Kingsley is the eldest child of parents who worship learning and play by the rules. But his father’s failing health and resulting retirement have landed the family in genteel poverty, and when Kingsley emerges from the university he feels obliged to support them. Engineering jobs are scarce and elusive, alas, and first novelist Nwaubani ratchets up the pressure: Kingsley’s fiancée cuts him loose, and his father Paulinus suffers a stroke. In a harrowing scene, the family rushes from hospital to hospital, looking for one that will admit Paulinus, comatose and still internally bleeding, without cash payment up front; when, finally, they call upon a distant relative’s influence to secure help, they’re issued a list of items to buy that includes IV bags and syringes.
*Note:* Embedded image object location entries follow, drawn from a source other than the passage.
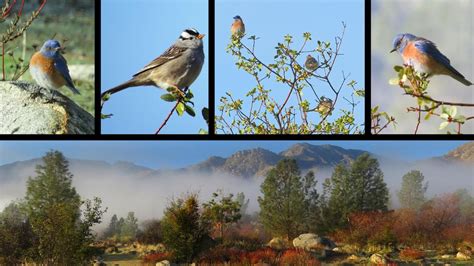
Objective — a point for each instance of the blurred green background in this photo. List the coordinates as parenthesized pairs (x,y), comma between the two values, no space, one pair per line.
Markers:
(450,25)
(71,22)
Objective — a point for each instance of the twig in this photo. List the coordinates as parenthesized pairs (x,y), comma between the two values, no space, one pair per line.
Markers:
(171,112)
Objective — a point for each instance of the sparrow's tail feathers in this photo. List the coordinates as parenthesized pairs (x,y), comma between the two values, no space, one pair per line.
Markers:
(462,79)
(73,89)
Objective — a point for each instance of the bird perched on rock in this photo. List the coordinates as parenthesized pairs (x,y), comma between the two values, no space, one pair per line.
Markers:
(425,57)
(325,106)
(178,67)
(49,68)
(311,63)
(238,27)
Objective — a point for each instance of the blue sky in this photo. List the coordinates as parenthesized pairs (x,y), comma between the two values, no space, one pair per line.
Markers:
(175,154)
(271,20)
(134,32)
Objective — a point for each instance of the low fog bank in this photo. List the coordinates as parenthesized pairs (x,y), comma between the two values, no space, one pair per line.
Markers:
(148,195)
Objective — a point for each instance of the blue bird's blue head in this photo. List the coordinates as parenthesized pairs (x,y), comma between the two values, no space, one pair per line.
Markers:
(50,48)
(401,41)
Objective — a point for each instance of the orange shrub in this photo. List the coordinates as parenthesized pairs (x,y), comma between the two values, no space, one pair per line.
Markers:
(298,257)
(156,257)
(409,254)
(266,255)
(368,228)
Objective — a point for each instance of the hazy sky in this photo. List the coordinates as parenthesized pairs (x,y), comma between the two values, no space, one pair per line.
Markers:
(133,34)
(175,154)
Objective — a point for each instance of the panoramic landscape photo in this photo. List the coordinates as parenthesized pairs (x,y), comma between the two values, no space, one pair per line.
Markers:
(236,202)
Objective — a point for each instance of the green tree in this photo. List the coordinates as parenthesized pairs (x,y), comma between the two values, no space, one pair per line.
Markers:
(244,203)
(412,192)
(151,233)
(185,229)
(313,96)
(356,188)
(54,210)
(286,199)
(129,228)
(16,236)
(222,210)
(113,228)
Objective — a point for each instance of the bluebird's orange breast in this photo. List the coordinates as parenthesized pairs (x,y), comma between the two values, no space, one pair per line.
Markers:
(45,66)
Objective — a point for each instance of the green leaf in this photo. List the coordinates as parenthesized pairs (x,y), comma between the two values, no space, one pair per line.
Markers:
(398,68)
(105,116)
(189,110)
(393,81)
(205,114)
(180,109)
(443,125)
(168,97)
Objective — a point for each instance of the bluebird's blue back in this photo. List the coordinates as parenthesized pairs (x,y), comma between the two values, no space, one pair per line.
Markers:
(425,57)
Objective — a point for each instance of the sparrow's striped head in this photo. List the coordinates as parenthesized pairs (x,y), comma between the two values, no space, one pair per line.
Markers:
(190,34)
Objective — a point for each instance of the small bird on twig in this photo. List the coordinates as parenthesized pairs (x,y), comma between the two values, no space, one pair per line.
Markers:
(238,27)
(425,57)
(311,63)
(178,67)
(49,68)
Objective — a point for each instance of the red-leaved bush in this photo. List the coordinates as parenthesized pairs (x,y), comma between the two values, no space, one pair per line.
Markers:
(409,254)
(297,257)
(265,255)
(156,257)
(368,228)
(437,222)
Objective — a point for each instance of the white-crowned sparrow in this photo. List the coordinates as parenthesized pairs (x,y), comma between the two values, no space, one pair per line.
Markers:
(311,63)
(176,68)
(238,27)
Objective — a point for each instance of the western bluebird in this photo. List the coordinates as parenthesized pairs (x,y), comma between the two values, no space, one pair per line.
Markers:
(311,63)
(49,68)
(238,26)
(425,57)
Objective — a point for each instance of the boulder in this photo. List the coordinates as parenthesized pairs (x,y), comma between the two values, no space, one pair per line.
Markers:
(462,256)
(353,258)
(377,259)
(277,243)
(27,108)
(311,242)
(163,263)
(82,72)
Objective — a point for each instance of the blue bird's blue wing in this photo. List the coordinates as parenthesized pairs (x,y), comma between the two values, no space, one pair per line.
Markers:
(61,65)
(429,48)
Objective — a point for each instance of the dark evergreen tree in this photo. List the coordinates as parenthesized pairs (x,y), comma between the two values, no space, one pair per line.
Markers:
(16,236)
(356,188)
(54,211)
(287,198)
(185,229)
(412,192)
(222,210)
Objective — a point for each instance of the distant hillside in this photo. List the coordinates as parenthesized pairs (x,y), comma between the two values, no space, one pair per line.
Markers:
(256,162)
(464,153)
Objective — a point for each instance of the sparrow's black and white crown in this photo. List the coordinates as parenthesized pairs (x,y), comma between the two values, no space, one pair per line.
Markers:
(189,34)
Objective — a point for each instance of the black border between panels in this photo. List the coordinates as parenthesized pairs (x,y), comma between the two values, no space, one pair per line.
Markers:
(211,101)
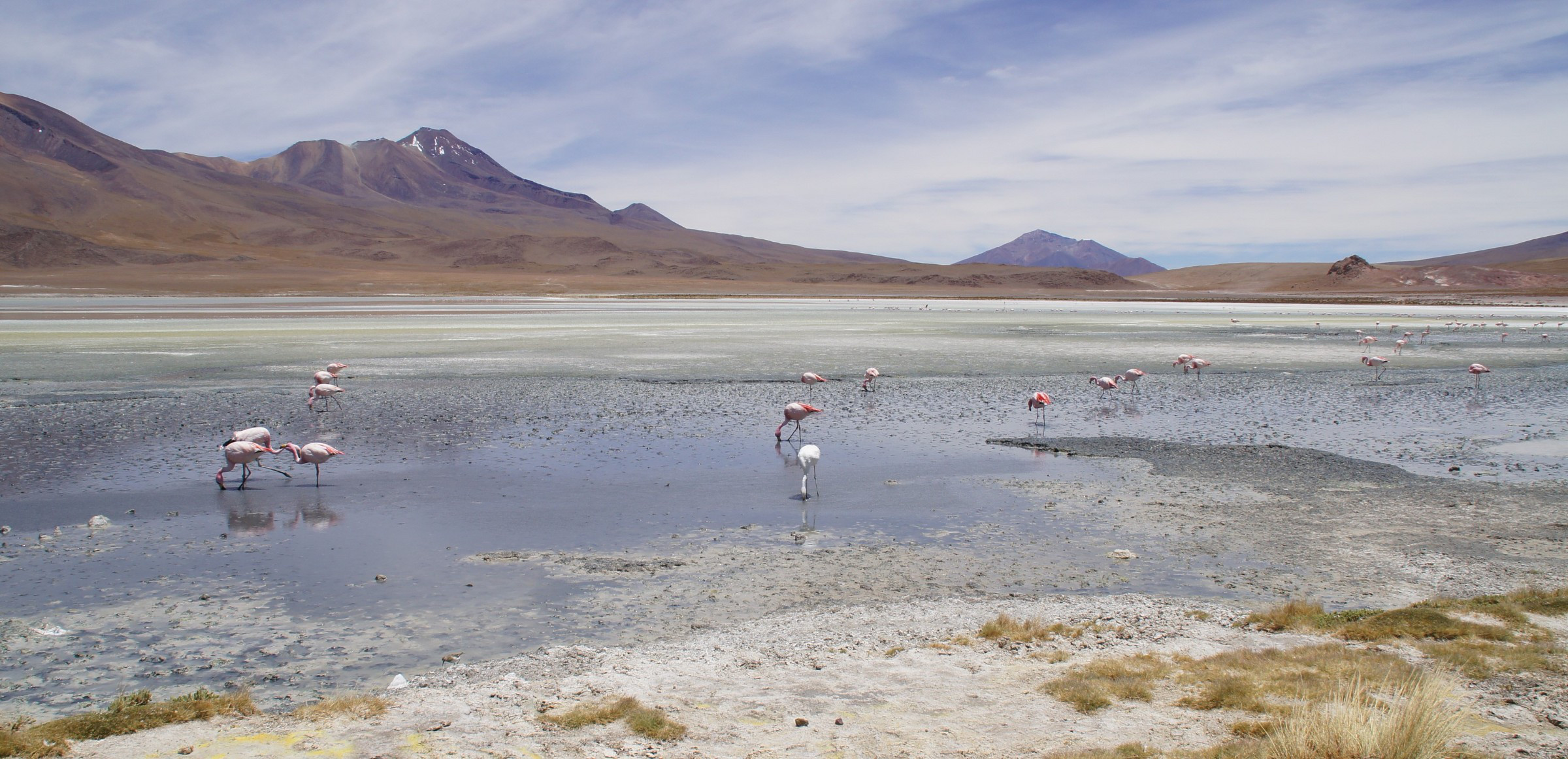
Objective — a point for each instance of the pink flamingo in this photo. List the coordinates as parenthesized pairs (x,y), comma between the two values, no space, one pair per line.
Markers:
(312,454)
(1131,379)
(871,375)
(257,435)
(811,379)
(327,394)
(1039,403)
(245,454)
(796,413)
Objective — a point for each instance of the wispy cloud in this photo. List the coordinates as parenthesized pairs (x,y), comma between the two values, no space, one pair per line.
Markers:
(1184,132)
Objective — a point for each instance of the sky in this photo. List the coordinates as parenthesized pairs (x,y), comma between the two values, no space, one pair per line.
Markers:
(1186,132)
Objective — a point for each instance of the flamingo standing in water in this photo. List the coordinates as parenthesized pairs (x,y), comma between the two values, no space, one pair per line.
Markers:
(1131,379)
(1376,363)
(1197,366)
(257,435)
(808,468)
(1039,403)
(312,454)
(796,413)
(1478,371)
(245,454)
(327,394)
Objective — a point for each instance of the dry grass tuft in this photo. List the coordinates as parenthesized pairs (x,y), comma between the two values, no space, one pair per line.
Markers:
(1420,623)
(355,706)
(1480,659)
(1416,718)
(655,724)
(1272,681)
(1018,631)
(639,718)
(1094,686)
(126,714)
(602,713)
(1292,615)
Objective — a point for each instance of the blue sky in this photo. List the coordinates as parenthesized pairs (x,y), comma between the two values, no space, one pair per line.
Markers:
(1188,132)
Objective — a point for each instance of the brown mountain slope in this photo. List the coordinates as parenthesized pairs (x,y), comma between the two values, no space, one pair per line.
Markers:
(1352,275)
(1553,246)
(429,198)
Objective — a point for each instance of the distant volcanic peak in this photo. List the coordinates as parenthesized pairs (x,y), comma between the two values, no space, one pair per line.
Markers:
(1350,267)
(1040,248)
(644,217)
(438,143)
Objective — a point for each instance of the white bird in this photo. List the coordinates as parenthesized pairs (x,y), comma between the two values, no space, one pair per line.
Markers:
(327,394)
(808,466)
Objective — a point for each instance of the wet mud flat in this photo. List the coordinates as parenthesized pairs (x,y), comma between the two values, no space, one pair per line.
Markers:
(512,513)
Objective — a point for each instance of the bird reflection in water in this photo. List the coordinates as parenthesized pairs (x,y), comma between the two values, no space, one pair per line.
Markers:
(261,520)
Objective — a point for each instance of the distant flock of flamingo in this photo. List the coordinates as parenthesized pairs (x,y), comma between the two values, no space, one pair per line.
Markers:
(245,447)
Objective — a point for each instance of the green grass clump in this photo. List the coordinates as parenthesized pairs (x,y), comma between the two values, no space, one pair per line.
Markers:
(1098,684)
(127,714)
(639,718)
(1480,659)
(1420,623)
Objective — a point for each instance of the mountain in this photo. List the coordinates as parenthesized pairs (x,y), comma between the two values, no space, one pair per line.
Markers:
(74,197)
(1041,248)
(1553,246)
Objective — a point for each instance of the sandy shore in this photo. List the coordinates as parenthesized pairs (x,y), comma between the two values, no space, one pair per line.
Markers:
(899,677)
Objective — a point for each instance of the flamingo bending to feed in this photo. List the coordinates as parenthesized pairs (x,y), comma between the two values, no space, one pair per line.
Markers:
(871,375)
(1376,363)
(245,454)
(796,413)
(808,468)
(327,394)
(312,454)
(1131,379)
(257,435)
(1197,366)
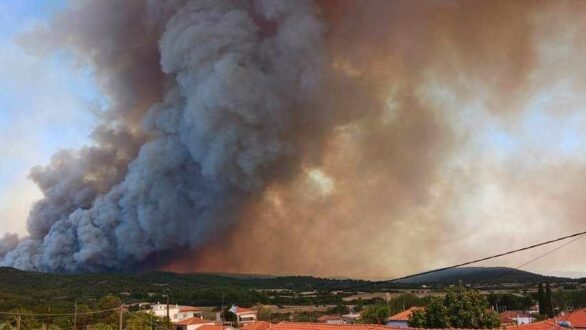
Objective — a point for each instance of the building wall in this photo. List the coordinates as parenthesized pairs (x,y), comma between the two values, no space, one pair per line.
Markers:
(398,324)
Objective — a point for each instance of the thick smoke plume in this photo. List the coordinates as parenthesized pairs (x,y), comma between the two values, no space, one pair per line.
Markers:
(303,137)
(212,87)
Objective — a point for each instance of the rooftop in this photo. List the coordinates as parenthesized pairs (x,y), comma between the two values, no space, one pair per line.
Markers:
(193,320)
(404,315)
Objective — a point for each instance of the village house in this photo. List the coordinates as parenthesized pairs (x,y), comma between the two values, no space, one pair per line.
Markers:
(192,323)
(515,317)
(401,320)
(176,312)
(571,320)
(244,315)
(331,319)
(311,326)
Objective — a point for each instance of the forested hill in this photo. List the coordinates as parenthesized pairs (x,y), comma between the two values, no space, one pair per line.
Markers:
(481,275)
(31,288)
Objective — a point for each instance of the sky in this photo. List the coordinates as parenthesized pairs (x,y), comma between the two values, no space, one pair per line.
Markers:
(44,102)
(478,147)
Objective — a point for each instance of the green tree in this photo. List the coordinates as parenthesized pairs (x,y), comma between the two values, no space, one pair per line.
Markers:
(339,309)
(228,316)
(460,308)
(548,301)
(375,314)
(541,299)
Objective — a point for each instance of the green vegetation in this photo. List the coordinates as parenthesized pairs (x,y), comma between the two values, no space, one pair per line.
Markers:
(460,308)
(30,292)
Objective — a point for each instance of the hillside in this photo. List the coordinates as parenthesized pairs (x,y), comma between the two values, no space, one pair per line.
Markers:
(18,288)
(481,275)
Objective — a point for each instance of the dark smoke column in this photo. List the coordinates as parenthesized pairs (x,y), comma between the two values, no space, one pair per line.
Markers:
(237,76)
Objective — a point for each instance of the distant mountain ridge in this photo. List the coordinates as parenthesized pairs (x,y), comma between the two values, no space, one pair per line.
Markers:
(482,275)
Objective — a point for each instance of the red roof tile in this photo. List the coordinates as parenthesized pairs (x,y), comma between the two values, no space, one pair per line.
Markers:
(324,326)
(510,316)
(242,310)
(329,318)
(541,325)
(261,325)
(211,327)
(188,309)
(193,320)
(576,319)
(404,315)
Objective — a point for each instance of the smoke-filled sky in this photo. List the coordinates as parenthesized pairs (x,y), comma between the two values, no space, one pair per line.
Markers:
(337,138)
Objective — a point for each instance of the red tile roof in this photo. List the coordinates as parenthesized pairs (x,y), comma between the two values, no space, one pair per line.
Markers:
(541,325)
(193,320)
(404,315)
(261,325)
(211,327)
(576,319)
(324,326)
(188,309)
(329,318)
(510,316)
(242,310)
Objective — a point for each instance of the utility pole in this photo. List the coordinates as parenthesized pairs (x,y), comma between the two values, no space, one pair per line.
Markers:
(121,315)
(75,316)
(168,317)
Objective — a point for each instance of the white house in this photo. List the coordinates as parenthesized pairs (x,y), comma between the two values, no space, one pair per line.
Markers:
(244,315)
(401,320)
(176,312)
(331,319)
(192,323)
(516,317)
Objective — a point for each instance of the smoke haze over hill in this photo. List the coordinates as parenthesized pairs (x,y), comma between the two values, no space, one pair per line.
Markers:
(304,137)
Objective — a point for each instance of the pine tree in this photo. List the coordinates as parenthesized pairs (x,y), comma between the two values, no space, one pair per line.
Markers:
(541,299)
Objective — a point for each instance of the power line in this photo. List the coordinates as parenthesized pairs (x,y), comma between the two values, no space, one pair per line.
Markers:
(63,314)
(533,260)
(577,235)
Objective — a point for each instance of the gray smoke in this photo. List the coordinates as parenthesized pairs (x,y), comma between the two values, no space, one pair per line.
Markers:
(204,97)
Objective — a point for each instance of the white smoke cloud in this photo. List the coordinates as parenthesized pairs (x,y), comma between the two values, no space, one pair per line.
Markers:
(229,99)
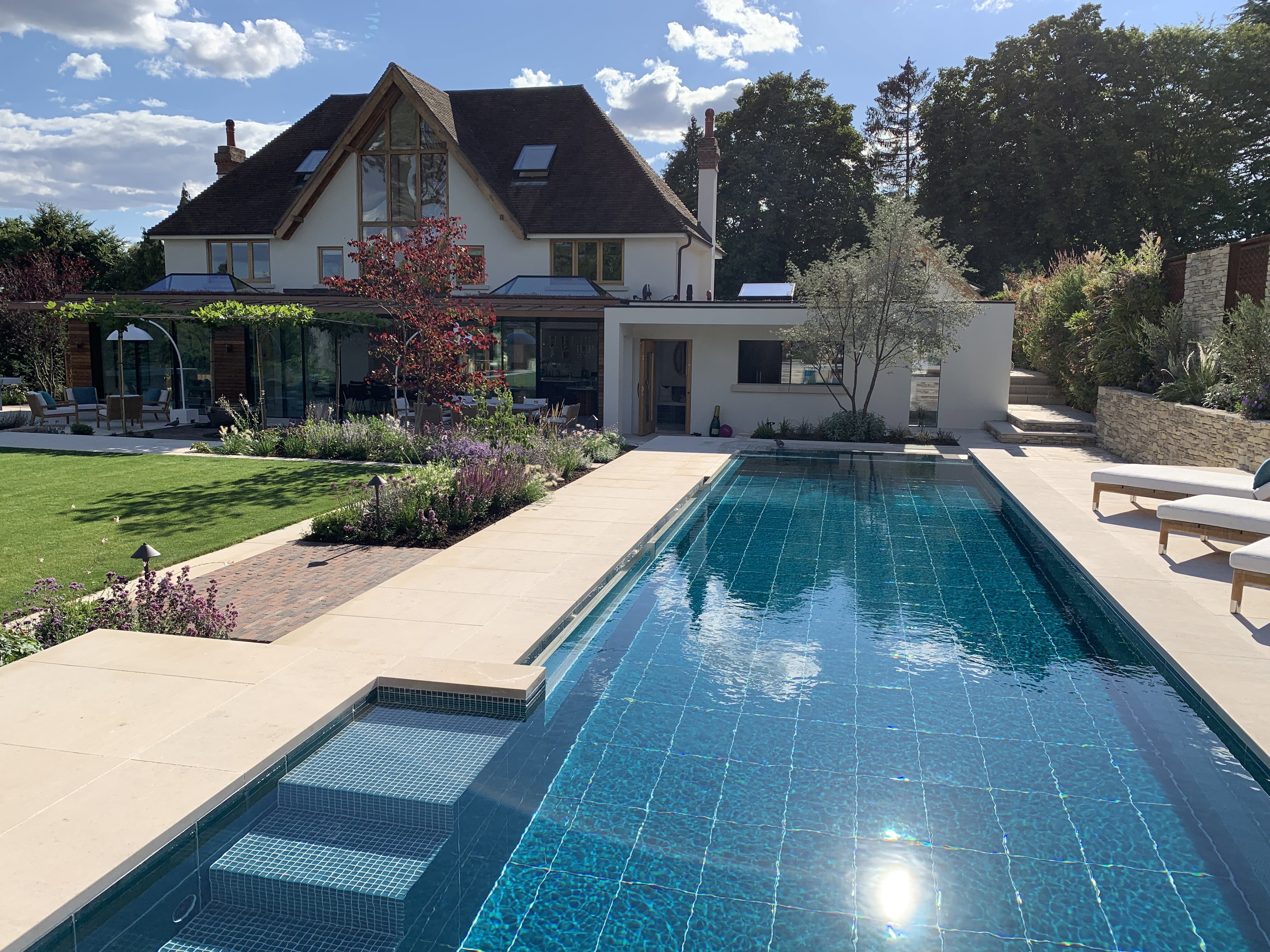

Desperate, Kingsley calls upon rich Uncle Boniface, aka “Cash Daddy,” a successful and extravagant “419er” (after the section in Nigeria’s penal code that he runs roughshod over). He imagines he’s just getting a loan from his uncle, but before long the would-be engineer finds himself enmeshed in the work of finding “mugus” (suckers) from the developed world, luxuriating in the lavish perks that come from that work—and, of course, headed for a final reckoning. The prose is merely functional, the plotting a little schematic, but Cash Daddy is a charming scapegrace, and Kingsley’s moral dilemma has real interest. Nwaubani’s portrait of contemporary Nigeria and her account of the financial and ethical convolutions of the developing world compel the reader’s attention.

Not perfect, but an entertaining and promising debut from a Nigerian native.